C3W3 - Distributed Multi-worker TensorFlow Training on Kubernetes

Unable to complete " Distributed Multi-worker TensorFlow Training on Kubernetes" with multiple issues.

  1. tfjob.yaml file hangs for an indefinite time period after editing the bucket location.
  2. gcr.io/<YOUR_PROJECT_ID>/mnist-train shows “bash: YOUR_PROJECT_ID: No such file or directory” even though project_id is correctly mentioned.
  3. After several attempts qwiklabs show a message that the quota is completed and cannot access further.

Could any one please help me out in solving this issues. I was stuck at this lab almost from past 2 weeks and unable to complete it and now i exceeded past due date I fear coursera will charge me again.

hi @vikramnimmakuri , welcome to the course!
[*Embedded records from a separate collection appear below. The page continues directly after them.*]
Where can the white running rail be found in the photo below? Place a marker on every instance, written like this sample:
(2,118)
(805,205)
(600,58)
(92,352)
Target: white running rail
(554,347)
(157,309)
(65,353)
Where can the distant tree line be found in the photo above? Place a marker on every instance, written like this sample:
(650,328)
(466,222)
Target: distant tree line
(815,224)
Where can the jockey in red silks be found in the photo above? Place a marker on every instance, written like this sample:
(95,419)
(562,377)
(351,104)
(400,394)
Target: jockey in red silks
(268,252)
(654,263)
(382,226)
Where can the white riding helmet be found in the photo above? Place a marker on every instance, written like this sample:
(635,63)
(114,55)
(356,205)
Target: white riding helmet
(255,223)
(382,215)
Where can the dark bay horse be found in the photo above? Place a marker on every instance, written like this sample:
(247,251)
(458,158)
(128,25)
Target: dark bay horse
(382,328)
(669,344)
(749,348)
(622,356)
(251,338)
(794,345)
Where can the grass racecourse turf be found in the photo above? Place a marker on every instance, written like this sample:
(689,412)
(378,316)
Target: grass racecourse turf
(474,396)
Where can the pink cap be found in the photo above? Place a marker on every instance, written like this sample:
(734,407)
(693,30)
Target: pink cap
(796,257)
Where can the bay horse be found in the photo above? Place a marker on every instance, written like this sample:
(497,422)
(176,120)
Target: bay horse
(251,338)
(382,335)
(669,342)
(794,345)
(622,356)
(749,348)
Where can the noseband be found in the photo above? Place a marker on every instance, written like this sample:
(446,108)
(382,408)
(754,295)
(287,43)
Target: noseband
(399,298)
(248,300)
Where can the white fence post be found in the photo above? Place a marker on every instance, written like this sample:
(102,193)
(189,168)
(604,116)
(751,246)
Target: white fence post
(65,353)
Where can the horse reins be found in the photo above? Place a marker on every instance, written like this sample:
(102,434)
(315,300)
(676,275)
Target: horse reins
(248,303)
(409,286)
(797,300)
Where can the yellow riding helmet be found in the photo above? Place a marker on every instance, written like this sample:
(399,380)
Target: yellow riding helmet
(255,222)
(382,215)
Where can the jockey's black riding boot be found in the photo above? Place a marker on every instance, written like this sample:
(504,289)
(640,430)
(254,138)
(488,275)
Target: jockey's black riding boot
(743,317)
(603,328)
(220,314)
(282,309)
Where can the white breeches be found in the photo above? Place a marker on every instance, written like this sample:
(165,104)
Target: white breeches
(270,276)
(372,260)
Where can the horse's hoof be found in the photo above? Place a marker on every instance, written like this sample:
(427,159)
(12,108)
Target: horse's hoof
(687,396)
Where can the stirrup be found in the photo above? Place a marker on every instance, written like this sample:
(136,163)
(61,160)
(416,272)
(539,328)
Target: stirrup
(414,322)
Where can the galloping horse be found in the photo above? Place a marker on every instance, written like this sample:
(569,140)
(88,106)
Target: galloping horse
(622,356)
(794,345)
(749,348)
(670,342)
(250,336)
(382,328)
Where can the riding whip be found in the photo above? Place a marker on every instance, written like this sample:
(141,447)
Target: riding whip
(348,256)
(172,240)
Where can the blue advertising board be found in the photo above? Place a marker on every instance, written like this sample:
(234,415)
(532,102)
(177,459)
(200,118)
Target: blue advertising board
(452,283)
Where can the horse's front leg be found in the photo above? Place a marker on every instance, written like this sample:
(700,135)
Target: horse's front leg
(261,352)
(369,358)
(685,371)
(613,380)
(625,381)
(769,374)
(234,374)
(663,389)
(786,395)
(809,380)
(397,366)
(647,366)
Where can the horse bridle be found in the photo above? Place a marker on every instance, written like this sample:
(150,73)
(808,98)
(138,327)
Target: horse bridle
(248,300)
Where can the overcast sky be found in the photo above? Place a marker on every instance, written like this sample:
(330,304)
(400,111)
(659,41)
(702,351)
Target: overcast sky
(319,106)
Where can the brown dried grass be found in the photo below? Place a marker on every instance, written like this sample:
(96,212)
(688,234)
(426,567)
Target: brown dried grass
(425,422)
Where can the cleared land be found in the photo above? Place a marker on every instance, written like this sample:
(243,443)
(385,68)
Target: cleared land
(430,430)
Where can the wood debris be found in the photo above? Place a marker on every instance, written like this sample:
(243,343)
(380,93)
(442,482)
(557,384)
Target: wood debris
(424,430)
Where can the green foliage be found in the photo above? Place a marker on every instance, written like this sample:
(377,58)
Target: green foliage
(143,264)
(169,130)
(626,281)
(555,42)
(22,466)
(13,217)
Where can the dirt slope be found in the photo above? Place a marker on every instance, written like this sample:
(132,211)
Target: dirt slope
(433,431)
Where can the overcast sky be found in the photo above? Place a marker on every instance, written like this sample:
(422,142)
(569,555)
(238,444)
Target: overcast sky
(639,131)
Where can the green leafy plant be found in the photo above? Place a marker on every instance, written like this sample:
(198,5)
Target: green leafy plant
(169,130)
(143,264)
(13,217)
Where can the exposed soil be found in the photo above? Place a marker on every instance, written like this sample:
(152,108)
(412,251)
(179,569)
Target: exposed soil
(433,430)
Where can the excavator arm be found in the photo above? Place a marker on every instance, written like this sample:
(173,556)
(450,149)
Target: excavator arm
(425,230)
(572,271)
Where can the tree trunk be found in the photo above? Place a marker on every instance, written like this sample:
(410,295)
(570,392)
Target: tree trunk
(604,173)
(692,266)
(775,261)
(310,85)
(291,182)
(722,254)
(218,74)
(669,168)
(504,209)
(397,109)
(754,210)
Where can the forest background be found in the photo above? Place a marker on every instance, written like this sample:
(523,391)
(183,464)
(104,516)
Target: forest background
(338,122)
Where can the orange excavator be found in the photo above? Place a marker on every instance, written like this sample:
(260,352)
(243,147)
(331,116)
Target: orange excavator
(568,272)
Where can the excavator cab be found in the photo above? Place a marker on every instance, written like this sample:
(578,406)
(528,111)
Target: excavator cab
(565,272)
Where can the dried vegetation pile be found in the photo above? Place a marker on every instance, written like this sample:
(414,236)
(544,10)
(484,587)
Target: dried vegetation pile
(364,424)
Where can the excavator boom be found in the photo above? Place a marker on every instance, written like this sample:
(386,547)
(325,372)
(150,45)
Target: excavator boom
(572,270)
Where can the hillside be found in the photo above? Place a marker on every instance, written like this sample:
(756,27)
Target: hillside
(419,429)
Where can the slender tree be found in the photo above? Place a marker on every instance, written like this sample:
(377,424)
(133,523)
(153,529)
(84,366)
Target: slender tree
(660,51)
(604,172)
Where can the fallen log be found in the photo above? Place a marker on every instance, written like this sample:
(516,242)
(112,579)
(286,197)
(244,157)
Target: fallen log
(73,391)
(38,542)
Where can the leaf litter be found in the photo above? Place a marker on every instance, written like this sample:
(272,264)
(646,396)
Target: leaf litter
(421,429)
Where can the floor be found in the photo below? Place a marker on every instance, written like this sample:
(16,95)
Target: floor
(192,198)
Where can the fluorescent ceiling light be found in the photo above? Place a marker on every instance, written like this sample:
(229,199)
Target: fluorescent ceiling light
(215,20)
From your posted error message, it suggests that you should replace <YOUR_PROJECT_ID> with the real project id generated, something likes qwiklabs-gcp-abcd1234etc .

For extending the quota you can check this answer.

hi @tranvinhcuong thanks for the reply. I have solved the quota issue of qwiklabs, however the “-bash: gcr.io/qwiklabs-gcp-01-fab0569fdaae/mnist-train: No such file or directory” still exists. I have also attached screenshot of the error message for reference.

hi @vikramnimmakuri , the gcr.io/.... is not supposed to be entered in the shell, it is a part of the yaml file.

(I updated the title from C2W3 to C3W3)